Until today, when I found out that Sue died.

I can’t concentrate on logos. I went into a vacuuming—Hoovering?—mania and ingeniously cleaned out the vacuum’s filter with a plastic fork; then I vacuumed my heart out, with my iPod on. When I heard “The Things We Do For Love” by 10cc, sobs burst out of me, like in a soap opera. I’d been thinking about how we all sent telegrams when Ian and Sue got married, because that’s what you did. For their wedding I sent a reproduction vegetable-serving dish from the Santa Fe Railway china that I love, very American. And when they had their babies, we sent baby clothes or fuzzy toys. They have sent us my favorite clock, Noddy, Postman Pat, Don’t Forget Your Toothbrush and Absolutely Fabulous. Now I guess I’m supposed to send flowers. Just like, that’s the next thing you do? Telegrams, baby clothes, cool media, flowers. Next! Is this just the first of a lengthening chain of funerals, now that I’m middle-aged? They’ll snowball for awhile, the chain of funerals, and then they’ll stop?

I must call Ian tomorrow and break the chain. I must bring meaning to the chain; I must honor Sue by making the rest of my life count, and do all my logos on time so I can make my life better, and go to England and cheer up my friends and not just send flowers.

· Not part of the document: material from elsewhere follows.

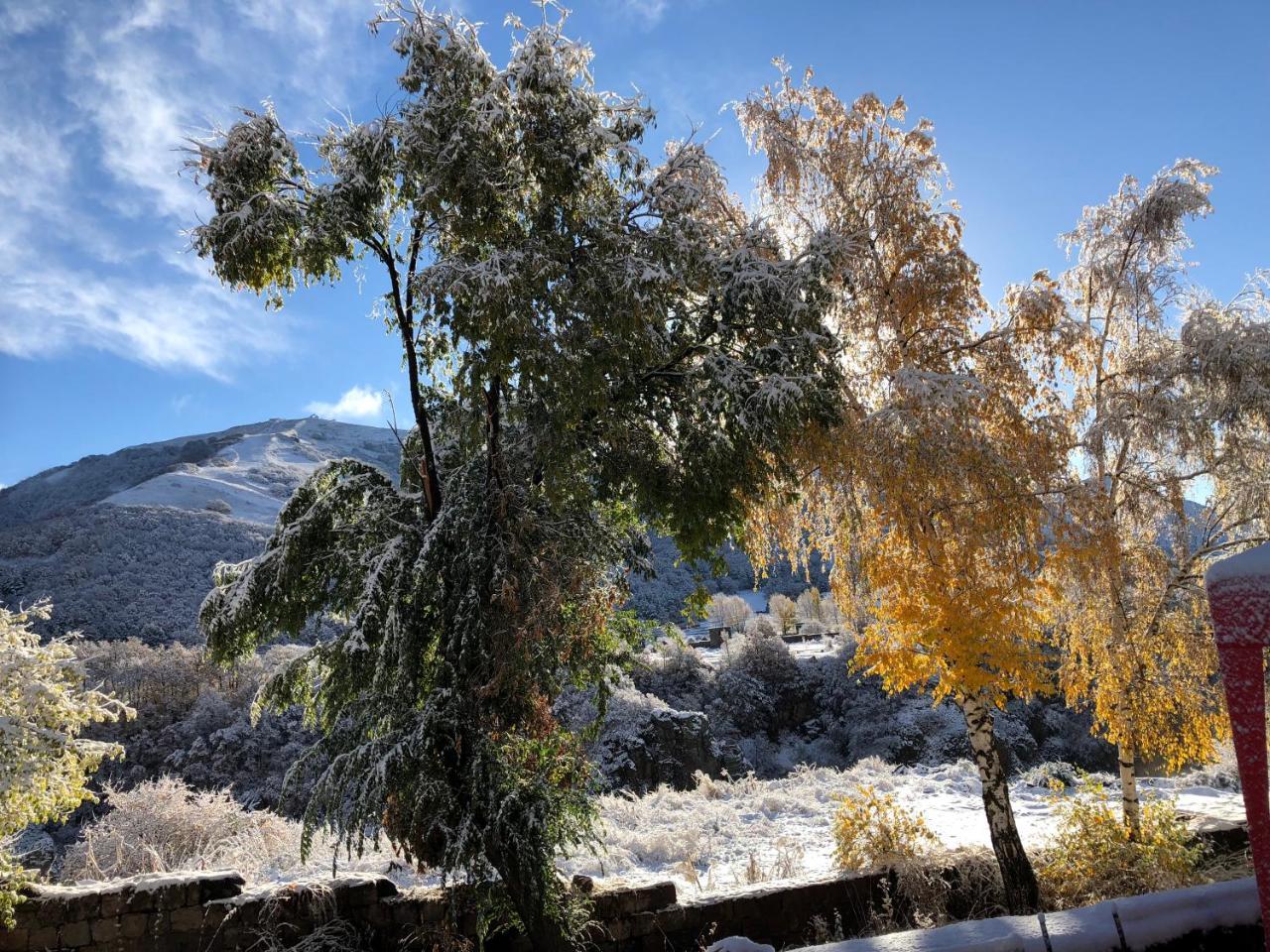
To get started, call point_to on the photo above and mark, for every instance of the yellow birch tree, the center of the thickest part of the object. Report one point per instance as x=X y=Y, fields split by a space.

I ended up digging out a digital file of an old pastel painting I did of Sue and me in their garden when they lived in Greenwich, and fixing it up. The original is huge, like a mural; pastel dust caked on brown paper, rolled up in my closet. I’m wondering if it’d be okay to send the digital image to England, since it’s not really that flattering, and doesn’t really resemble her. But it reflects, to me, the sunniness of Sue’s personality. All day I can hear her distinctive voice clanging “don’t get your knickers in a twist,” followed by her nasal, maniacal laugh, as if, somehow, if I fill my head up with all of her chattering, it will somehow balance out the horrible silence of her absence.